Reality ColdFusion MX: Flash MX Integration
Ben Forta & others
410 pages, $39.99
Macromedia/Peachpit Press www.peachpit.com
The premise of this book is simple. Specific "real work" situations integrating ColdFusion and Flash are used as case studies for developers to gain insight and creative power over these two increasingly popular and business-critical tools. Forta and his team present four broad-based sample developments - a Flash-based jukebox, a business expense tracking application, an embeddable email client, and a real-time chat app - with a schematic but highly readable approach to working out each set of solutions. Included are the essential steps of product definition and requirements, solution brainstorming, the development process, and a presentation of the final solution with post-deliverable analysis. Equal parts business and technical strategy and code; thus, this is not the book to begin your journey with ColdFusion. But if you're already on the road, your knowledge will be extended beyond the horizon.
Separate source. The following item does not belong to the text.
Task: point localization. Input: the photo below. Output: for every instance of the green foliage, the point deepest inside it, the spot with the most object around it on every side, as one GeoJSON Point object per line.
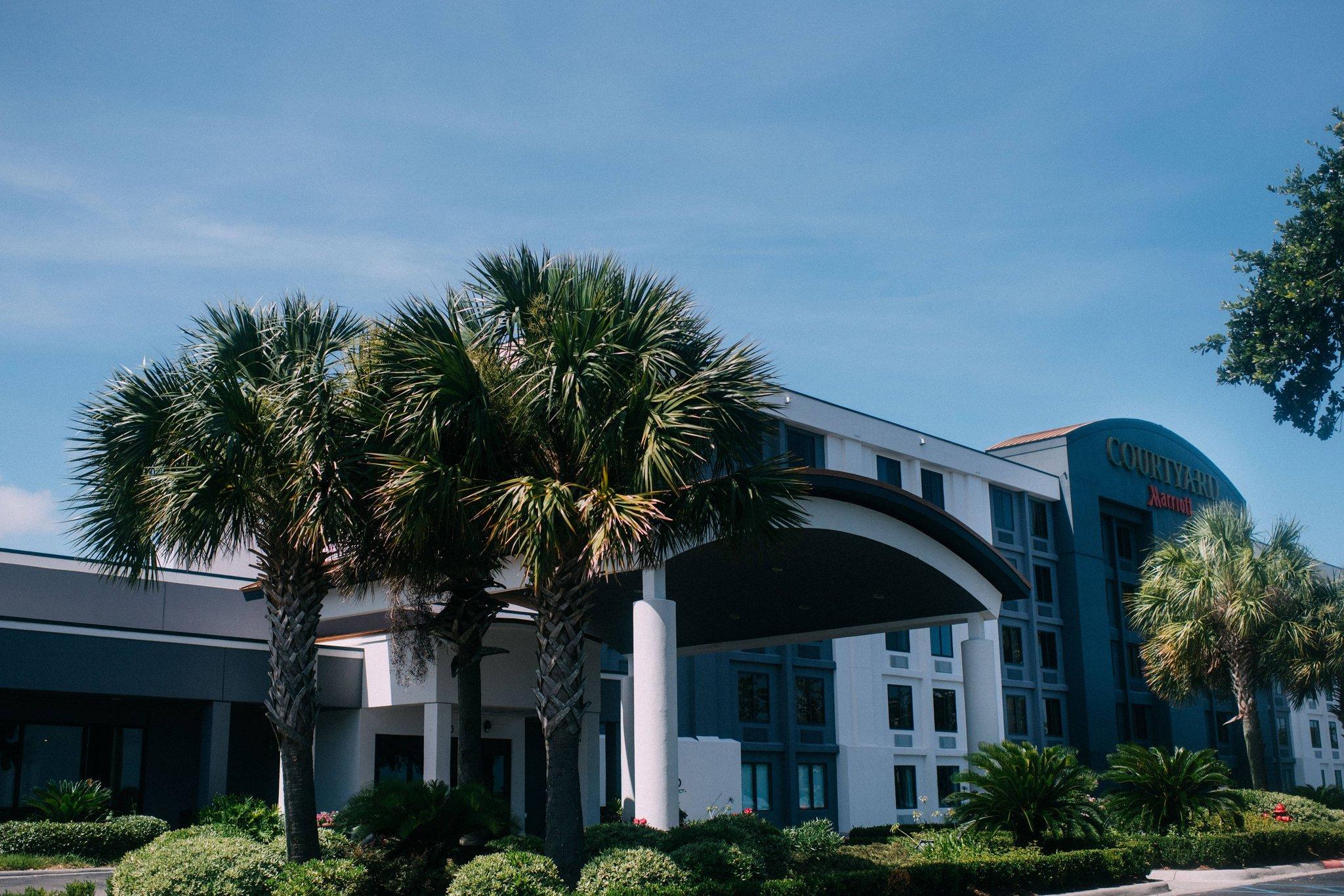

Unique Now...or Never: The Brand is the Company Driver in the New Value Economy
Jesper Kunde
349 pages, $27
Prentice Hall/Financial Times www.phptr.com/
This is one of those tony business books whose title explains pretty much everything you need to know from it. Danish marketing consultant Kunde made a splash with his previous book, "Corporate Religion," and he amplifies the main themes of that book in his latest with a colorfully designed, provocatively written, but obviously stated emphasis on the importance of managing a company's brand identity and "metaphysics." There's almost a pop approach to his hammering home points about the new value (as opposed to product) economy, the brand = corporate personality equation, and how VW, Bang & Olufsen, Unilever, Heinz, Levi's, and others redefined themselves or otherwise dodged the bullet of irrelevance. It's a fast, pleasant read, but mostly of value to those who skirt the perimeter of brand marketing to gain insight as to what those incredibly well-paid executives are doing in their offices.


Web Service Explained: Solutions And Applications For The Real World
Joe Clabby
208 pages, $29.99
Prentice Hall PTR www.phptr.com
Web Services has been a buzzword for awhile now, and it doesn't look like it's going away. Books like this can help clear the air and give a more solid, practical demonstration of the transformative power that Web services will make to the structure of the overall business environment. Clabby is talking to non-technical business people here, showing how the new distributed computing architectures can be leveraged by companies to improve communication at all levels. With the Web as the structural backbone, and using schemas mapped out by XML and standards like SOAP and UDDI, Web services bring a much higher level of intelligible connectivity to applications. They also allow developers to worry less about systems infrastructure and concentrate more on building cooperative programs. This freedom filters up to affect strategic business development by allowing concentration on new market targets, overcoming competition, and increasing incremental revenue from reusable intellectual property. Eventually, everyone will be able to talk (and work and learn and build and serve) to everybody and everything, in a vision of a wired world not even conceived of when that phrase was new.